Cell type annotation is the process of assigning biological identities to computationally defined clusters in single-cell RNA-seq data. It is one of the most consequential analytical decisions in a scRNA-seq project: annotation errors propagate into downstream analyses of differential expression, trajectory inference, and cell-cell communication. This guide presents a three-tier decision strategy — manual marker-based annotation first, automated reference-free classification second, and ensemble reference-based label transfer third — and explains when each approach is most appropriate.

The guide synthesizes community know-how on CellTypist (Dominguez Conde et al., Science 2022), popV (Luecken et al., Nature Methods 2024), and classical marker-based approaches, following standards established by the Human Cell Atlas project.

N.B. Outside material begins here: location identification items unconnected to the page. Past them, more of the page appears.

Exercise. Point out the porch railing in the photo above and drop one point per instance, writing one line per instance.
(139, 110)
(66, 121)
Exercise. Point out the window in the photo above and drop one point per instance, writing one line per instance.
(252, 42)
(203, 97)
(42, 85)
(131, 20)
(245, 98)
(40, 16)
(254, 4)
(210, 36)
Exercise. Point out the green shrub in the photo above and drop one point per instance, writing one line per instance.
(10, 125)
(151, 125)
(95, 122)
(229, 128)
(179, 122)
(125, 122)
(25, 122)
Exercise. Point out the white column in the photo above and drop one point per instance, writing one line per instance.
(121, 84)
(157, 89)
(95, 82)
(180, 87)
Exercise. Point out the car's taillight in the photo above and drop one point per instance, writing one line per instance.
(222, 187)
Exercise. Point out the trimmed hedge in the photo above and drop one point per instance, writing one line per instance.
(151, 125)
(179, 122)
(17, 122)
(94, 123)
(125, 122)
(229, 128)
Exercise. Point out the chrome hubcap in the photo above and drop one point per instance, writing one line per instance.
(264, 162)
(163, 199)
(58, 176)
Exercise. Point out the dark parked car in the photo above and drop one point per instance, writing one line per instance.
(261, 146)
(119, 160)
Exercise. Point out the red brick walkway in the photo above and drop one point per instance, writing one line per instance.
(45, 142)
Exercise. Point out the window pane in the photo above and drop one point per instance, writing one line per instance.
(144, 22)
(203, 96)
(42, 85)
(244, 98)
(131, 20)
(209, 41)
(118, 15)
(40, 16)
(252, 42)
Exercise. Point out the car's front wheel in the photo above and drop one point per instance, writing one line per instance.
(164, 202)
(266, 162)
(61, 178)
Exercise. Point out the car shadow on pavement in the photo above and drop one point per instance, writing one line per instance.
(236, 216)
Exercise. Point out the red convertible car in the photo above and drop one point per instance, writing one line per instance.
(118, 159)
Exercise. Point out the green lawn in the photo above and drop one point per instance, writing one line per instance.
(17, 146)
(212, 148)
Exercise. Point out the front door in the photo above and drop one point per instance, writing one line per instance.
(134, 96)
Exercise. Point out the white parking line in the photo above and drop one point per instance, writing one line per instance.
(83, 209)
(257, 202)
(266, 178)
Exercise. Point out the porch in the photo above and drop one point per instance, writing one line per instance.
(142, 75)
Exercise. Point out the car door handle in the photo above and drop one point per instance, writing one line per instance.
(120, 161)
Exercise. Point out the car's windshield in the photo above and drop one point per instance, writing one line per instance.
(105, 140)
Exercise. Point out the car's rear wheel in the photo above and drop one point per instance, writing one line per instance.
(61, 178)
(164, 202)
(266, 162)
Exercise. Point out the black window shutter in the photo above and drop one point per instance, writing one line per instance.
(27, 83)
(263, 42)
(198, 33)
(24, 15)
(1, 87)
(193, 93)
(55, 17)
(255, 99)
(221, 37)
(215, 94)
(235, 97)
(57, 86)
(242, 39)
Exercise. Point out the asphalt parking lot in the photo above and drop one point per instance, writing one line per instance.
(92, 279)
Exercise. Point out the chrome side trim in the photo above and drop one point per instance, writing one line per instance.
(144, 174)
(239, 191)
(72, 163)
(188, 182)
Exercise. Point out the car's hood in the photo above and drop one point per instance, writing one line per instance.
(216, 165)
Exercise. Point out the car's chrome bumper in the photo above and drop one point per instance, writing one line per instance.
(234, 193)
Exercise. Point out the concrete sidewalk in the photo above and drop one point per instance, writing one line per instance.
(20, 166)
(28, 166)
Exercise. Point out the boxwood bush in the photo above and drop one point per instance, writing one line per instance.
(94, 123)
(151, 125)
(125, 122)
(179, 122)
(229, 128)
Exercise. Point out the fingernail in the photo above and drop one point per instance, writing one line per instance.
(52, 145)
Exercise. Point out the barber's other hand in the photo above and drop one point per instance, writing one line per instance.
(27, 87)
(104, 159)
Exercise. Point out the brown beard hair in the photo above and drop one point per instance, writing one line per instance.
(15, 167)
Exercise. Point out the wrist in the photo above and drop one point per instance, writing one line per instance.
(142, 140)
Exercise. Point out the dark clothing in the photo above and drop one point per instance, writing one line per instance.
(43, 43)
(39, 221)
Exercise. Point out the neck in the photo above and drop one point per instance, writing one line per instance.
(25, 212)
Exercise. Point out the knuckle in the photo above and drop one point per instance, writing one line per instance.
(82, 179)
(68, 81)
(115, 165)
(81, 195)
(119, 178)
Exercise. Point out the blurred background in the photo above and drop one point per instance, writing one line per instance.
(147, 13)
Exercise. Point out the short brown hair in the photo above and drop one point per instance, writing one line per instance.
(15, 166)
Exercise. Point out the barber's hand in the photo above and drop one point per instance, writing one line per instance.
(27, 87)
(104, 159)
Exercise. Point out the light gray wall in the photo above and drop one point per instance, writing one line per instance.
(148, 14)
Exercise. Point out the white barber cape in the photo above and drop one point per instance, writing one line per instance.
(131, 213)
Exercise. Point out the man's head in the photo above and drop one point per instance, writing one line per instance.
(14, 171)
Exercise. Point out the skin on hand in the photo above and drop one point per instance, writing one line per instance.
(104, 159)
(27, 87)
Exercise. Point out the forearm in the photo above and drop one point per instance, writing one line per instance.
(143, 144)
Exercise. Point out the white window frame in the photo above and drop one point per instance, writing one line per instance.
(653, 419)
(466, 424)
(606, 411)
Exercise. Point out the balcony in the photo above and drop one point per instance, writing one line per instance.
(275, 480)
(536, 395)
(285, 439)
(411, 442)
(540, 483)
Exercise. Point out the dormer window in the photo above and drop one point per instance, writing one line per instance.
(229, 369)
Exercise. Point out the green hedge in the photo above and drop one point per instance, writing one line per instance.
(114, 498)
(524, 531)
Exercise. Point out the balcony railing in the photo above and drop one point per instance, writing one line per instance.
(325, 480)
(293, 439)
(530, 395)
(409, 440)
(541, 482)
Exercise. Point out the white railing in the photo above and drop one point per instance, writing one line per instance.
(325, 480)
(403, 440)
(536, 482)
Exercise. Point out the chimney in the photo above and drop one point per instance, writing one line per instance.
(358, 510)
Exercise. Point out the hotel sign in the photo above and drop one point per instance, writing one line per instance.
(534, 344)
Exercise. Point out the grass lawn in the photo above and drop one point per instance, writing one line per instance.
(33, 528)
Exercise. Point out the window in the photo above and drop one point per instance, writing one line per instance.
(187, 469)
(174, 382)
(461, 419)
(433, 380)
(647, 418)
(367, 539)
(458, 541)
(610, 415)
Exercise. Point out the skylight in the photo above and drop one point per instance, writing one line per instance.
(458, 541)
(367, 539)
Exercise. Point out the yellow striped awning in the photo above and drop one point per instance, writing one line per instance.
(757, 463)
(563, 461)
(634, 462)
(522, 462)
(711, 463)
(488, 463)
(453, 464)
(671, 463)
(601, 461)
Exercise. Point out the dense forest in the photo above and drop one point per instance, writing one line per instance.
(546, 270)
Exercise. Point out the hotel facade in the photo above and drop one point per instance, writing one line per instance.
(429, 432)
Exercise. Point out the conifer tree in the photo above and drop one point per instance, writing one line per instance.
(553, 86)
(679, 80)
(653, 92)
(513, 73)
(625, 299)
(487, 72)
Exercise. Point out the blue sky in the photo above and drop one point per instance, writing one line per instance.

The three tiers represent a progression from effort-intensive but transparent (manual) to efficient and scalable (automated). They are not mutually exclusive: best practice is to run automated annotation first to generate hypotheses and then validate with manual marker inspection. For high-stakes biological claims — rare cell types, novel disease states, clinical applications — all three tiers should be used in parallel and discordant results resolved explicitly before publication.

## Key Concepts

### Cell Type Markers and Cluster Identity

A cell type marker is a gene whose expression distinguishes one cell population from all others in a dataset. Canonical markers are those validated across many studies and tissues — for example, CD3E for T cells, CD19 and MS4A1 (CD20) for B cells, CD14 for classical monocytes, and EPCAM for epithelial cells. Effective markers fulfill three criteria: they are highly expressed in the target cell type (high sensitivity), they are absent or very low in all other cell types (high specificity), and their identity is confirmed by at least two independent markers.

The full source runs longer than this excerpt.